Over the past three decades, more and more research has turned to the link between hearing loss and dementia. Initially, much of the research was ignored, but now, with the evidence mounting up, it is important to understand how untreated hearing loss can increase the risk of developing and worsening dementia.

 It is also vital for the population at large to understand that regular hearing tests, as with regular vision tests, should be undertaken.

This will ensure the early identification of treatable hearing loss, keeping the risk of dementia in check. Hearing loss is seen as the “largest modifiable risk factor for age-related dementia” but we can only modify this risk if we know that hearing loss exists.

Fitting hearing devices is part of a hearing care rehabilitation program for this modifiable risk.

In Australia, statistics show that dementia is now the second most likely condition to cause death.

This is a frightening indicator, and it is now widely understood that if you have untreated hearing loss, you may be more likely to develop dementia.

With almost half a million Australians suffering with dementia, this is a significant health issue with current estimates indicate this figure will likely double by the middle of this century. The majority of the burden of caring for people with dementia is in aged care facilities with fifty percent of residents diagnosed with some form of dementia.

It is also worthwhile to note that the dementia health issue comes with enormous economic effects across the world, including Australia.

Right now, if you are over sixty-five years of age, you have a one in ten chance of having dementia. This alone costs the country’s economy over fifteen billion dollars.

However, there are many benefits to be gained by reducing the effects of dementia with hearing loss rehabilitation through hearing aids. Not only may early intervention with the fitting of hearing devices reduce the risk of dementia but it will increase quality of life by reducing the symptoms of dementia and hearing impairment, such as depression and isolation.

This in turn will reduce the global economic burden of hearing loss and dementia.

The cost-benefit of fitting hearing aids to reduce dementia symptoms is a positive one. Add to this, the research that shows people who receive rehabilitative treatment for their hearing loss with hearing devices is the way forward to slow the forecast increase in dementia cases.

Quality of life

Ageing should not equate to a poorer quality of life.

The constant messaging is that as we get older we will experience ageing body systems with deteriorating movement, sight, hearing, memory, and cognition - among all the other ailments that can occur. However, this does not need to be the case, as many factors are in our own control.

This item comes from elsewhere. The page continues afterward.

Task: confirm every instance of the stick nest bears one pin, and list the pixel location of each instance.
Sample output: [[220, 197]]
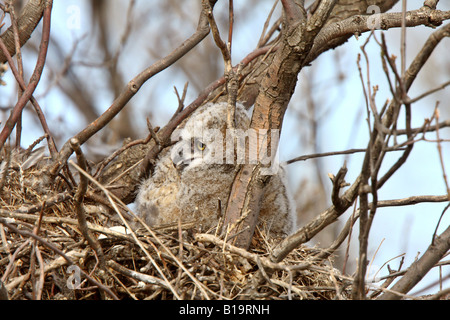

We now know that hearing loss is a pivotal ‘modifiable factor’ in the control of dementia. Research has shown that when hearing loss is left untreated, it is more responsible for dementia than other risk factors such as high blood pressure, drinking too much, and being overweight.

Caring for your hearing will add to your quality of life in more ways than one. Firstly it will keep your hearing at its optimal best. Wearing hearing aids is not a sign of ageing – it’s a sign to your family and friends that you want to remain engaged and connected to those around you.

Much research has shown how hearing aids stave off depression and isolation, and now the evidence is overwhelming in regards to how hearing devices are helping fight dementia. This is most noticeable in the forty to sixty-five age group, with studies confirming that hearing devices provide the single biggest positive impact on this ‘modifiable risk factor’ of dementia.

The World Health Organisation recently released its ‘World Report on Hearing’, concurring with these findings.

All factors point to how hearing loss, when treated early with hearing devices will have a positive impact on brain cognition, not only helping you hear better but reduce the risk of dementia.

A long-lived life that has quality and connection is something we can all aim for. You can do this by having regular hearing tests and, if a hearing deterioration is detected, get treatment. Hearing care, with hearing devices, should not be delayed.

Take care of your hearing to help modify your risk of getting dementia and increase your quality of life.